Volupté, XI (Extrait p. 136-137)
Je fréquentais, plusieurs fois par décade, au Jardin des Plantes, le cours
d'histoire naturelle de M. de Lamarck ; cet enseignement, dont je ne me
dissimulais d'ailleurs ni les paradoxes hypothétiques, ni la contradiction avec
d'autres systèmes plus positifs et plus avancés, avait pour moi un attrait
puissant par les graves questions primordiales qu'il soulevait toujours, par le
ton passionné et presque douloureux qui s'y mêlait à la science. M. de Lamarck
était dès lors comme le dernier représentant de cette grande école de physiciens
et observateurs généraux qui avait régné depuis Thalès et Démocrite jusqu'à
Buffon : il se montrait mortellement opposé aux chimistes, aux expérimentateurs
et analystes en petit ainsi qu'il les désignait. Sa haine, son hostilité
philosophique contre le Déluge, la Création génésiaque et tout ce qui rappelait
la théorie chrétienne n'était pas moindres. Sa conception des choses avait
beaucoup de simplicité, de nudité, et beaucoup de tristesse. Il construisait le
monde avec le moins d'éléments, le moins de crises et le plus de durée possible.
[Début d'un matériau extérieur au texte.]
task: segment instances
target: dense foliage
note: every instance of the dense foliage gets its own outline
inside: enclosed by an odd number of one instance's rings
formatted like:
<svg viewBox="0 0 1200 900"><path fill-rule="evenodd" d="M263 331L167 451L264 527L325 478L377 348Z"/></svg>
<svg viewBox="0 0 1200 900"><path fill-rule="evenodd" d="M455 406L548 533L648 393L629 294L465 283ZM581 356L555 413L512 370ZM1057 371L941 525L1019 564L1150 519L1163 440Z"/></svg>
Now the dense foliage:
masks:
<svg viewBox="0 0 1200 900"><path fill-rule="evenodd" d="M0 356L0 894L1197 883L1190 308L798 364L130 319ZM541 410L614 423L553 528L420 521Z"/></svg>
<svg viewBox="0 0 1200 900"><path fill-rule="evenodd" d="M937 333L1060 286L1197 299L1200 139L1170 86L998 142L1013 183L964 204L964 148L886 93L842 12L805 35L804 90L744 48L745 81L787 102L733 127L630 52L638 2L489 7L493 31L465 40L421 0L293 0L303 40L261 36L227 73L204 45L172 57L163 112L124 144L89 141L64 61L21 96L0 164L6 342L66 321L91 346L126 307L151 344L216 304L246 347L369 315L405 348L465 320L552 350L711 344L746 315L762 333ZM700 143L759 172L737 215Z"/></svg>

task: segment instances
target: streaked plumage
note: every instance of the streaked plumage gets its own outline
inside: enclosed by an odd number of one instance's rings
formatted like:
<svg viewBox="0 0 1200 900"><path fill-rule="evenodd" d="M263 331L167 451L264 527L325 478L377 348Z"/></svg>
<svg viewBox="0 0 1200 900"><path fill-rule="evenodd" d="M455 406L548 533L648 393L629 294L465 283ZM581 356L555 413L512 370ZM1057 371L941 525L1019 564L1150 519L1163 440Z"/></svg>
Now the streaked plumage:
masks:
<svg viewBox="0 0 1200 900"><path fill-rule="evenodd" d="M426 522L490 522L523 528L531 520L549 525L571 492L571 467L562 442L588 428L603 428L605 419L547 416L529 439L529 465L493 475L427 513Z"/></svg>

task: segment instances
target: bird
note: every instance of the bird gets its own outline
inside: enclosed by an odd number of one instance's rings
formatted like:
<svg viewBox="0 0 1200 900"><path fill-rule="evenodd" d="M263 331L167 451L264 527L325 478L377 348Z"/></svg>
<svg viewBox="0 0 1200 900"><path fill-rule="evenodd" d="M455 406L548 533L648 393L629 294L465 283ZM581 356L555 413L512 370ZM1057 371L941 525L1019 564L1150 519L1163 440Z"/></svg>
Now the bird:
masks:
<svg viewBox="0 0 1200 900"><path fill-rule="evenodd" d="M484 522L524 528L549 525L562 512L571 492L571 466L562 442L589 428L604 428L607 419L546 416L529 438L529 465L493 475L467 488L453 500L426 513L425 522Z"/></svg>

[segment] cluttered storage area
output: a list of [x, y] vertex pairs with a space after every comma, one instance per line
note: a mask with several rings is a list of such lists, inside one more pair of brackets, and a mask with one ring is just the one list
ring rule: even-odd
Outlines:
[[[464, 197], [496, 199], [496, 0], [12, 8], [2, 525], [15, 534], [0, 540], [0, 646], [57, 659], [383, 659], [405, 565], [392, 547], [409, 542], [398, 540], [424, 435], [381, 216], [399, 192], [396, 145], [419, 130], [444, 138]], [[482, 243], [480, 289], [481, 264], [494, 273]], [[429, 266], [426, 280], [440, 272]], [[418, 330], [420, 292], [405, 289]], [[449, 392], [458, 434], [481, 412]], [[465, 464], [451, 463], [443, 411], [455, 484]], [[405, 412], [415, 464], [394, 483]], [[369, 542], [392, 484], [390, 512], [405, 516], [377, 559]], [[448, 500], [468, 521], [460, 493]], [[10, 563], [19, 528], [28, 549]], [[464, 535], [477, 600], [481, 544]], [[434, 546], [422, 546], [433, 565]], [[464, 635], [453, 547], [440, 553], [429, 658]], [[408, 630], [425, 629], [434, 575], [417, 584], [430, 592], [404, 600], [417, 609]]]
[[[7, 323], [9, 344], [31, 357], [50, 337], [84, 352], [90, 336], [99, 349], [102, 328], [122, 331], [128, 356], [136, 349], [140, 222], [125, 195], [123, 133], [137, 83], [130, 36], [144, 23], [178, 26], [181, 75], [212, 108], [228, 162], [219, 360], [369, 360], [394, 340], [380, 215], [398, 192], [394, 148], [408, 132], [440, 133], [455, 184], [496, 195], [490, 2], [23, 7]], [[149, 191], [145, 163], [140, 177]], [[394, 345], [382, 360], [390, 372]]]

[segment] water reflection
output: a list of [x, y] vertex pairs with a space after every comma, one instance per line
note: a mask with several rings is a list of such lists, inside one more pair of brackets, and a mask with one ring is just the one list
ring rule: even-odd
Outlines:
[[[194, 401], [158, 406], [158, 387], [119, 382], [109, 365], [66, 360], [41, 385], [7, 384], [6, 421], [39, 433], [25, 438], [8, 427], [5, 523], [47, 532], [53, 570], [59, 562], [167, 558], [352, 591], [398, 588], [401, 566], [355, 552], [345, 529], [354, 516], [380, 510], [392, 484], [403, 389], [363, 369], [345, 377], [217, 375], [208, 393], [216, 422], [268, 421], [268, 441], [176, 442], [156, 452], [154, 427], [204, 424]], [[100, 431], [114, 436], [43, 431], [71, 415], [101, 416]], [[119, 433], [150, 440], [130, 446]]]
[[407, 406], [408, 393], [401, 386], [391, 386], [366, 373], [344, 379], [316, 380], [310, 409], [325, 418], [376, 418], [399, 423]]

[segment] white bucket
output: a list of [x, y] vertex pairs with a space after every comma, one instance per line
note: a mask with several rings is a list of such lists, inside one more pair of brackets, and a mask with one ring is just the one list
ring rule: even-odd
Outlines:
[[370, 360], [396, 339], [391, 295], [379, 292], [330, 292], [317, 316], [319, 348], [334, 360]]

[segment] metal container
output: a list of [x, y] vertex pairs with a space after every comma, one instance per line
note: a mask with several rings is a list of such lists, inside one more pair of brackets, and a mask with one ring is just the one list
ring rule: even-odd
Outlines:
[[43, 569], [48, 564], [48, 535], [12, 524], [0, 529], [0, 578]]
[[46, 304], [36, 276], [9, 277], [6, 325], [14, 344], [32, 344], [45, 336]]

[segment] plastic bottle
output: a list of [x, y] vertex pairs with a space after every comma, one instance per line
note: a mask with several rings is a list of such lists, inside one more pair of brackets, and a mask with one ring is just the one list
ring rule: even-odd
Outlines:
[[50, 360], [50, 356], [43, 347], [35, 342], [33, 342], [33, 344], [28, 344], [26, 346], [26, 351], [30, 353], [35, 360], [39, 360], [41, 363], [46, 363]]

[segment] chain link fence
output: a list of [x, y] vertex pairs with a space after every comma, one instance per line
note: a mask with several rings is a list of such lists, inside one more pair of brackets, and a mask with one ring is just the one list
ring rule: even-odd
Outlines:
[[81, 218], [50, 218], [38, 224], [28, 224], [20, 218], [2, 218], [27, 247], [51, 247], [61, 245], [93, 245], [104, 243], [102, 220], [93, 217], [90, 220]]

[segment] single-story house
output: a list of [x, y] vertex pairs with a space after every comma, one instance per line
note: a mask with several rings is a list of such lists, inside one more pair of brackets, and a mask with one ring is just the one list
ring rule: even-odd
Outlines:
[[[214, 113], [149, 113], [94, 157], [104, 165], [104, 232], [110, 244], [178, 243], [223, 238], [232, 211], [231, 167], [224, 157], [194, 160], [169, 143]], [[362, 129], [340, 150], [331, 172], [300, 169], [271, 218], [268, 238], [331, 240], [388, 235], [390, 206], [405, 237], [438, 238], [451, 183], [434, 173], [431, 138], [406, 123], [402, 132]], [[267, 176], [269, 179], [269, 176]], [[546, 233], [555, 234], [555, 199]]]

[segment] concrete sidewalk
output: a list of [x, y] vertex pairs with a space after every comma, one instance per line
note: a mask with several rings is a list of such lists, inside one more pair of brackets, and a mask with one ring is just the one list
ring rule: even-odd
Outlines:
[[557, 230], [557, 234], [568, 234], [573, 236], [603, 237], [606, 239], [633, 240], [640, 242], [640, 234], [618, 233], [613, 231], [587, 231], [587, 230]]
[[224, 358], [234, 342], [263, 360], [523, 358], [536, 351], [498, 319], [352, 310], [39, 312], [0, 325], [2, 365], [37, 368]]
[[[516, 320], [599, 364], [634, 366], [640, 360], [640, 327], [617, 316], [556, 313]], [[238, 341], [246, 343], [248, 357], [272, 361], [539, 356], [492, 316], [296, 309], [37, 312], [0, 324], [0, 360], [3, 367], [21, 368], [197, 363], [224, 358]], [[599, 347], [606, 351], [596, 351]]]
Selon lui, les choses se présentent d'elles-mêmes, toutes seules, par
continuité, moyennant des laps de temps suffisants et sans passage ni
transformation instantanée à travers des crises, des cataclysmes ou commotions
générales, des centres, nœuds ou organes disposés à dessein pour les aider et
les redoubler. Une longue patience aveugle, c'était son génie de l'Univers. La
forme actuelle de la terre, à l'entendre, dépendait uniquement de la dégradation
lente des eaux pluviales, des oscillations quotidiennes et du déplacement
successif des mers ; il n'admettait aucun grand remuement d'entrailles dans
cette Cybèle, ni le renouvellement de sa face par quelque astre passager. De
même dans l'ordre organique, une fois admis ce pouvoir mystérieux de la vie
aussi petit et aussi élémentaire que possible, il le supposait se développant
lui-même, se composant, se confectionnant peu à peu avec le temps ; le besoin
sourd, la seule habitude dans les milieux divers faisait naître à la longue les
organes, contrairement au pouvoir constant de la nature qui les détruisait ; car
M. de Lamarck séparait la vie d'avec la nature. La nature, à ses yeux, c'était
la pierre et la cendre, le granit de la tombe, la mort ! La vie n'y intervenait
que comme un accident étrange et singulièrement industrieux, une lutte
prolongée, avec plus ou moins de succès ou d’équilibre ça et là, mais toujours
finalement vaincue ; l'immobilité froide était régnante après comme devant.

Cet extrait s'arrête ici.